Kemp's power numbers make it tempting to put this great ball of athletic prowess up front, but the outfielder is a born defender. His height and ability to defend center field display the key ingredients for a center back.


Defense: Shane Battier

While LeBron James, Dwyane Wade and Chris Bosh get all the glory for the Miami Heat, Battier does the dirty work to keep the team in ball games on the defensive end. He could be a crucial piece to a soccer team at right or left back, shutting down the opposition's top wingers. Battier can also surprise opponents with shots from the back line, the same way he has surprised the Thunder with his three-point shooting in the NBA Finals.

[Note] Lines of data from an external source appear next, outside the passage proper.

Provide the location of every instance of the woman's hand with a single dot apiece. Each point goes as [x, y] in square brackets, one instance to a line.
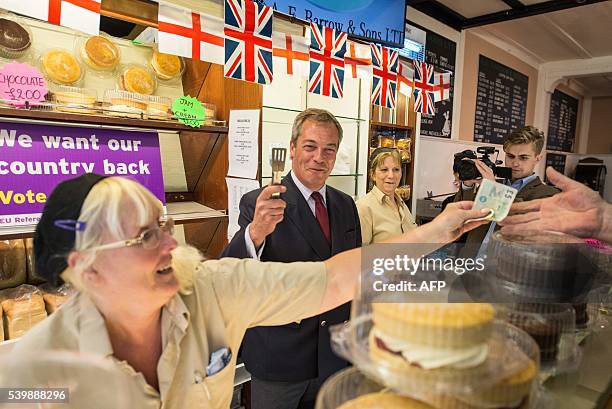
[451, 223]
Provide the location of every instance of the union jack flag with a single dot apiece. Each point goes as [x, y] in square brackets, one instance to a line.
[384, 79]
[248, 41]
[327, 49]
[424, 87]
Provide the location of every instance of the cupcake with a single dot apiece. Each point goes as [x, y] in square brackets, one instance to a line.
[382, 400]
[430, 341]
[74, 99]
[124, 104]
[158, 107]
[15, 39]
[100, 53]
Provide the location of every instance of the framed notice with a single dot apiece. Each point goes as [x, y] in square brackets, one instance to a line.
[557, 161]
[440, 52]
[501, 101]
[562, 122]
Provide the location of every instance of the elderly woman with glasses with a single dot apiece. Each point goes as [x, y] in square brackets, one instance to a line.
[168, 319]
[382, 213]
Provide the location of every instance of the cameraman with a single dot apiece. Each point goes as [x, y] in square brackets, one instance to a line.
[523, 150]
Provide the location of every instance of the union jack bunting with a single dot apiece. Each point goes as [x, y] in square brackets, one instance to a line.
[384, 75]
[442, 86]
[358, 60]
[424, 88]
[83, 15]
[405, 74]
[327, 49]
[248, 41]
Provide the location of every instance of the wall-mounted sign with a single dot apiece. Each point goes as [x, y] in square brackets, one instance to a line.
[440, 52]
[35, 158]
[21, 83]
[562, 122]
[379, 21]
[501, 101]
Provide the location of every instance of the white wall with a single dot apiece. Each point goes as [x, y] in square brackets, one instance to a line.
[570, 168]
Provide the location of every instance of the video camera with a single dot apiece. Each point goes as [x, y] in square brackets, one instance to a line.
[463, 163]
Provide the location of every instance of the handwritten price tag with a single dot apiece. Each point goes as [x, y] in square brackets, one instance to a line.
[20, 83]
[189, 111]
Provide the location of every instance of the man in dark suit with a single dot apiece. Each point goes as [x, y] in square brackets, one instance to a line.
[310, 222]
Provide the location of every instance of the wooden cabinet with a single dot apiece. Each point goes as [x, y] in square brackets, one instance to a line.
[199, 148]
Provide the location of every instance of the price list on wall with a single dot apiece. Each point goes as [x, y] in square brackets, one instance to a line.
[501, 101]
[440, 52]
[562, 122]
[557, 161]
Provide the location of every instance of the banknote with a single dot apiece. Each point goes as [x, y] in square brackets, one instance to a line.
[495, 196]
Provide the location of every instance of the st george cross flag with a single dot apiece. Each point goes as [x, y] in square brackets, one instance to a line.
[424, 88]
[384, 75]
[327, 49]
[82, 15]
[290, 54]
[442, 86]
[248, 41]
[190, 34]
[405, 75]
[358, 60]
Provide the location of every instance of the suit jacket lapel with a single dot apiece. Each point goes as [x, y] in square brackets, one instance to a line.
[299, 213]
[333, 212]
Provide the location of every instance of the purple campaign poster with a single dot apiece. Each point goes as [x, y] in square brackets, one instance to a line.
[35, 158]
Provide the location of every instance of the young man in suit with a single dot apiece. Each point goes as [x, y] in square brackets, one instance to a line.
[523, 148]
[310, 222]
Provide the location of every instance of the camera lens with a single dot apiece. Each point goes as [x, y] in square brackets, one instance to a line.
[467, 170]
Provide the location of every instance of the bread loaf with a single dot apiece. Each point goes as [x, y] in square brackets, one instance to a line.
[33, 278]
[12, 263]
[23, 307]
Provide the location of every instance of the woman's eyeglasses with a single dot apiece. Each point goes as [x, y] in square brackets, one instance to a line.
[148, 239]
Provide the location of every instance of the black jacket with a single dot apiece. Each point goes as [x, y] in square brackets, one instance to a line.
[298, 351]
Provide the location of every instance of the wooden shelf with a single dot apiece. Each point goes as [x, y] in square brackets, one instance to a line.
[104, 120]
[181, 212]
[193, 212]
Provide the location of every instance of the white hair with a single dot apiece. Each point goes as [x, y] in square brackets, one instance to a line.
[105, 214]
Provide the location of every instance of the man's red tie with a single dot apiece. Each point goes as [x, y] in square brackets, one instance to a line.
[321, 214]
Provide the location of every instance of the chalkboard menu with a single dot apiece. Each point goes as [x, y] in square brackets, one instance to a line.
[557, 161]
[501, 101]
[440, 52]
[562, 122]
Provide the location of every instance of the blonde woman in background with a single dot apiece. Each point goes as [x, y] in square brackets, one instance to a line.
[382, 213]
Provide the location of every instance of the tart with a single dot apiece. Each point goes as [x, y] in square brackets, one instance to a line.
[139, 80]
[61, 67]
[100, 53]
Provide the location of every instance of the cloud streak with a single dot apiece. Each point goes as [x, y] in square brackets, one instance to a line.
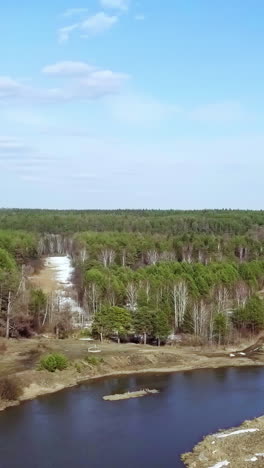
[115, 4]
[91, 26]
[84, 82]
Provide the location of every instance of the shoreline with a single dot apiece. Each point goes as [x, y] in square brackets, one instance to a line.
[61, 380]
[132, 361]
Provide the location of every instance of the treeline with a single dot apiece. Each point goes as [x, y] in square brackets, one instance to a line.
[19, 307]
[145, 221]
[210, 301]
[135, 250]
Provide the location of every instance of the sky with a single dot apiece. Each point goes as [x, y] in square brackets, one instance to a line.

Defense/Midfield: Devin Hester

Hester has speed and versatility. The return specialist/wide receiver/cornerback can play virtually anywhere on a football field. He could also be useful as utility man on a soccer pitch. Who wouldn't want to see the guy dribble a ball from goal-to-goal to score?


Goalie: Jonathan Quick

All right, so maybe he is a bit smaller than Howard (ten inches), but Quick proved in this season’s Stanley Cup playoffs he is one of the best hockey goaltenders in the world. Why not believe he could be the same in soccer? Change all that junior training from getting pucks shot at him to getting soccer balls kicked at him and you’ve got the same blocking skills without a stick.


Goalie: Michael Phelps

Like Howard, Phelps has an enormous wingspan at 6-7. Although Phelps has never proven himself in a land sport, there is no reason to believe the most athletic body on the planet would not be able to find a spot on this team. No opponent would be able to push him around inside the box.


Manager: Phil Jackson

American soccer is all about creating triangles on the field. Therefore, the most suitable coach would be the master of the Triangle Offense. There are also no Knicks on this team to be clumsy.